Key components of the Crisis War Room
  • 1COVID-19 INSIGHTS ENGINE

    The Oliver Wyman COVID-19 Pandemic Navigator reveals where containment and suppression efforts are working, including first-peaks and post-first-peak trajectories on a regional basis. Given the uncertainty in infection trajectories at this point, we think it critical for war room constructs to build access to broad and live datasets that can inform scenario planning. For example, are we seeing a trend in the data that suggests the pandemic can be controlled within a geography through relaxed measures? What can we observe from actions in places that have emerged from the initial epidemic (such as China, Hong Kong, and Singapore) or appear to havea slower spread (such as Japan) that will shape border controls and travel restrictions?

  • 2ECONOMIC IMPACTS

    There will be impacts to the supply-demand, the business's liability-side of balance sheet, and the financial market. Our paper further dives into each of these impacts.

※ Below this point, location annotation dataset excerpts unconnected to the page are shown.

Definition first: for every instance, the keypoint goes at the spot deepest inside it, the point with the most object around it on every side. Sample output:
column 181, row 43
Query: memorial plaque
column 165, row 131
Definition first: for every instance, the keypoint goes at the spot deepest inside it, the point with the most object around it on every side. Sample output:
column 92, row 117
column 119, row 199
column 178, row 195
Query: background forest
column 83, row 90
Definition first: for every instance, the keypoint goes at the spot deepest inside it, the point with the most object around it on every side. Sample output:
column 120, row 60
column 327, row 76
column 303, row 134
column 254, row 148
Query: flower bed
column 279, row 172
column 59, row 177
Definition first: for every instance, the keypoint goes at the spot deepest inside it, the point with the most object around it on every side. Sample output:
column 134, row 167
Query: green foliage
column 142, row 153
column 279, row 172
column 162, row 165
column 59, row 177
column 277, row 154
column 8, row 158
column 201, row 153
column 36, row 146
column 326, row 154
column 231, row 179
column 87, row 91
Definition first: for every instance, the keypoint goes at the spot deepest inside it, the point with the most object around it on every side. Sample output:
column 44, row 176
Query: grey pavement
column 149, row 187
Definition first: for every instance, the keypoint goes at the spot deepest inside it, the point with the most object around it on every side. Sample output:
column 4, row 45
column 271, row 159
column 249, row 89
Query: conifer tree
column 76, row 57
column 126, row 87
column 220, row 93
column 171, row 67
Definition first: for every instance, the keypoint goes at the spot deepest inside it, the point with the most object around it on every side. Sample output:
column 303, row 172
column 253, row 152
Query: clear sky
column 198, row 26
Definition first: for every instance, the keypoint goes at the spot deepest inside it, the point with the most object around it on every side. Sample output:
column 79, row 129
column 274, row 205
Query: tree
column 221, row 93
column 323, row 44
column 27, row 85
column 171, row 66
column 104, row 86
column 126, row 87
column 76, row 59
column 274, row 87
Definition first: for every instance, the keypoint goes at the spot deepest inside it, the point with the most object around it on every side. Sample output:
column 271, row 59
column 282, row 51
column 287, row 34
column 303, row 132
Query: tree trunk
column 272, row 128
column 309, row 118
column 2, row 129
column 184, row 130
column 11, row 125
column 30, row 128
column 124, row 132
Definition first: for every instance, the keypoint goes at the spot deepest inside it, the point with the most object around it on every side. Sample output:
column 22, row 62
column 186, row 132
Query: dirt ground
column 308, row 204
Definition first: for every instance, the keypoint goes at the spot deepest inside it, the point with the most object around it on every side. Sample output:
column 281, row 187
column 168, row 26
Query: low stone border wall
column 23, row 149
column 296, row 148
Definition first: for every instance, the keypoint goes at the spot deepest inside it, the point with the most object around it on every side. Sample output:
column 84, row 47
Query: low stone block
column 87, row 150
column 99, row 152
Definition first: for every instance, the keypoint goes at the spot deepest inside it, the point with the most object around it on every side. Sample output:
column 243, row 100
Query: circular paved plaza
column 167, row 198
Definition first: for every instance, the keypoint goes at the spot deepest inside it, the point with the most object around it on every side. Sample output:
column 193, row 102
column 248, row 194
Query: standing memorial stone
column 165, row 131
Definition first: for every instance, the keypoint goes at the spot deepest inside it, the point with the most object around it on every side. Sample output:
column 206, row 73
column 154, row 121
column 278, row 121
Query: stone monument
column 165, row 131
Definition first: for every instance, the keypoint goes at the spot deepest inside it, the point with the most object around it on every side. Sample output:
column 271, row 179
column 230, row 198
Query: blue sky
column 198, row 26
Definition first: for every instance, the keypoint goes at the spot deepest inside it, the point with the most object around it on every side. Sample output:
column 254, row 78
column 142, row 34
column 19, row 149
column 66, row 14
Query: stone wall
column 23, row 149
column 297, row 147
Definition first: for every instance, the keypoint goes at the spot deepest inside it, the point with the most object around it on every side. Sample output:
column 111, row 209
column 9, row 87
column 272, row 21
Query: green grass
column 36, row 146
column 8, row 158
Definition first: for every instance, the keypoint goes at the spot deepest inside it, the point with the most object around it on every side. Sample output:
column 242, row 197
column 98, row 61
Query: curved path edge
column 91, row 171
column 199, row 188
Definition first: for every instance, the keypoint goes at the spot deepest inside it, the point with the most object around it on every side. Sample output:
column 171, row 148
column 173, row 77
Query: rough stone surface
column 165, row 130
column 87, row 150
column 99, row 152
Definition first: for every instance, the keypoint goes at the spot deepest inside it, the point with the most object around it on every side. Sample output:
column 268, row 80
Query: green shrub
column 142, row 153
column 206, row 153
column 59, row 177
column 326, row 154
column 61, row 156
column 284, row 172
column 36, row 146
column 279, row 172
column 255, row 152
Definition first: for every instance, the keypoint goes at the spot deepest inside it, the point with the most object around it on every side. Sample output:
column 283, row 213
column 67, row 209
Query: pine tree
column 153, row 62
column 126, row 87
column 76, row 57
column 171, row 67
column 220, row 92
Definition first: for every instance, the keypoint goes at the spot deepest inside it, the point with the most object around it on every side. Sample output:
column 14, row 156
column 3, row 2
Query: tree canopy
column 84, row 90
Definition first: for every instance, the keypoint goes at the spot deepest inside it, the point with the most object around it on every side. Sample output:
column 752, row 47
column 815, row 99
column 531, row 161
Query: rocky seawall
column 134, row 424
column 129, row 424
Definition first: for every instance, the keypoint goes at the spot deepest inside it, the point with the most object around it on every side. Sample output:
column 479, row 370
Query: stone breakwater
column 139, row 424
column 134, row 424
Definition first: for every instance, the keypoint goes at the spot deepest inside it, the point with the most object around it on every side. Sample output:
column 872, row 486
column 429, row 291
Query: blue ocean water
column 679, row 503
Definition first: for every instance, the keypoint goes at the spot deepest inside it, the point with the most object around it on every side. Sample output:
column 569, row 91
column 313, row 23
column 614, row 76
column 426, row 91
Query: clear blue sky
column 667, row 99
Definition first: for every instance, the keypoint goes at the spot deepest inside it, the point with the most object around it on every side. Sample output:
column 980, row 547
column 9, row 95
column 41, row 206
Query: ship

  • 3INDUSTRY AND BUSINESS IMPACTS

    Financial planning and analysis (FPA) teams have a massive task ahead of them to produce a coherent set of reforecasts for each major COVID-19 scenario, with frequent adjustments as new information emerges on a daily basis. To understand how these drivers play through — and allow for fully-informed decisions — a full-company model is required, capturing contract-level effects on revenues, costs, and solvency, as well as the various corporate overlays (fixed costs, distribution costs, fund and company-level taxes, solvency ladders, and more). The challenge is to get the trade-off right between a rich, detailed, and accurate model and one that can be created quickly and used to provide answers in the same timeframe as decisions are being made. New technologies can help, but this really calls for old-fashioned human judgment.

  • 4MANAGEMENT ACTIONS

    As crisis impacts are examined and communicated with boards and investors, we expect a much greater focus on value and on managing costs. We think striking the right vision-value balance is critical to the financial-services industry’s future. The pandemic, we believe, will accelerate the trends that were driving industry disruption before the crisis, and will lead to consolidation and a growing gulf between leaders and laggards. And we also believe that incumbents will be in a good position to meet unfulfilled consumer needs by assembling and absorbing fintechs and insurtechs, many of which are unlikely to weather the storm. Effective vision vs. value balance requires action plans that maximize the chances of survival through the short-to-medium term while setting up the business to thrive over the longer term.


We are living through a period of uncertainty and volatility never seen in most of a person's lifetime

The impact of the COVID-19 crisis on human lives and health is nowhere near understood as yet, let alone the way the pandemic will change businesses and our way of life. Undoubtedly, mistakes will be made as businesses try to navigate through this storm.

A robust war room, built on dynamic and real-time COVID-19 scenarios, is a must-have for management teams to manage through the uncertainties of the next 12 to 18 months — and it is likely to prove a valuable ongoing management tool long after the first wave of this crisis is passed.